The car is also believed to have hit several parked cars and another moving vehicle in the incident.
The vehicle was stolen during an aggravated burglary at Elsternwick on August 5.
Police are still working to contact the dead woman's family.
"The driver of the white Mercedes decided he was going to cut through on the left-hand side of the other vehicles and at the same time he's collided with her and pushed her up against another car," Insp McGregor said.
Police have released an image of a mustachioed-man, aged in his late 20s to early 30s, who was seen wearing black shoes and clothes and Adidas branded tracksuit pants, who may be able to assist with their inquiries.
"This is not going to go away ... we will not stop, we do not stop.

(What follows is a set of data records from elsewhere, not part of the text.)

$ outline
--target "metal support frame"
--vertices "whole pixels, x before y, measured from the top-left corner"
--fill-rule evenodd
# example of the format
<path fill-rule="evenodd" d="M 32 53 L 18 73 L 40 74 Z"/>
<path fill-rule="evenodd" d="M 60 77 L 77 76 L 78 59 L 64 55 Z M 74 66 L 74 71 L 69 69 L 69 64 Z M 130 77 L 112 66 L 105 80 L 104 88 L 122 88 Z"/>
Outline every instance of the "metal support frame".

We will arrest you," Insp McGregor said.
"You're going to go to court; you're going to look a lot better if you come to us."
4. Man allegedly stabbed to death while defending friend from domestic violence.
— Nine News Sydney (@9NewsSyd) August 12, 2018
A man is facing a murder charge for allegedly stabbing to death a man who had reportedly come to a friend's rescue in Sydney's northwest.
Nathan Chatimba, 31, is accused of fatally stabbing 34-year-old Peni Apikotoa outside a house at Dutch Place in St Clair about 6.40pm on Saturday.
Police allege the two men - who were known to each other - were arguing in the front yard of the St Clair house when Chatimba attacked the older man.
Chatimba also allegedly assaulted his former partner, but it's unclear if this happened before or after the stabbing. Nine News reports the woman had sent her friend Apikotoa for help.
Two hours later, Chatimba was arrested at a home some 2km away and was charged with murder and assault occasioning bodily harm.
The matter was briefly mentioned at Parramatta Bail Court on Sunday where Chatimba, through his Legal Aid lawyer, did not apply for bail and it was formally refused by Magistrate Lyon.
He is due back at Penrith Local Court on October 12.
5. Malcolm Turnbull has slipped in popularity, according to latest Newspoll.
Malcolm Turnbull's popularity as preferred prime minister has slipped significantly as Labor retains a narrow 51-49 lead over the Federal Government on a two-party preferred basis in the latest Newspoll.
The major parties haven't budged on a two-party basis for four Newspolls in a row since the beginning of July, the national survey published in The Australian reveals.
The fresh poll however contains some additional bad news for Prime Minister Malcolm Turnbull.
The coalition's primary vote is down two points to 37 per cent while Mr Turnbull's lead over Labor leader Bill Shorten as preferred prime minister has been cut from 19 to 12 points.
The ALP's primary vote has fallen one percentage point to 35 per cent, the Newspoll suggests.
One Nation's primary vote has jumped two percentage points to nine per cent.
In the super Saturday by-elections on July 28, the coalition particularly struggled in the Queensland seat of Longman, recording a primary vote of just 29.6 per cent while One Nation picked up 15.9 per cent of first preferences.
Labor's Susan Lamb retained the seat by securing almost 40 per cent of the primary vote.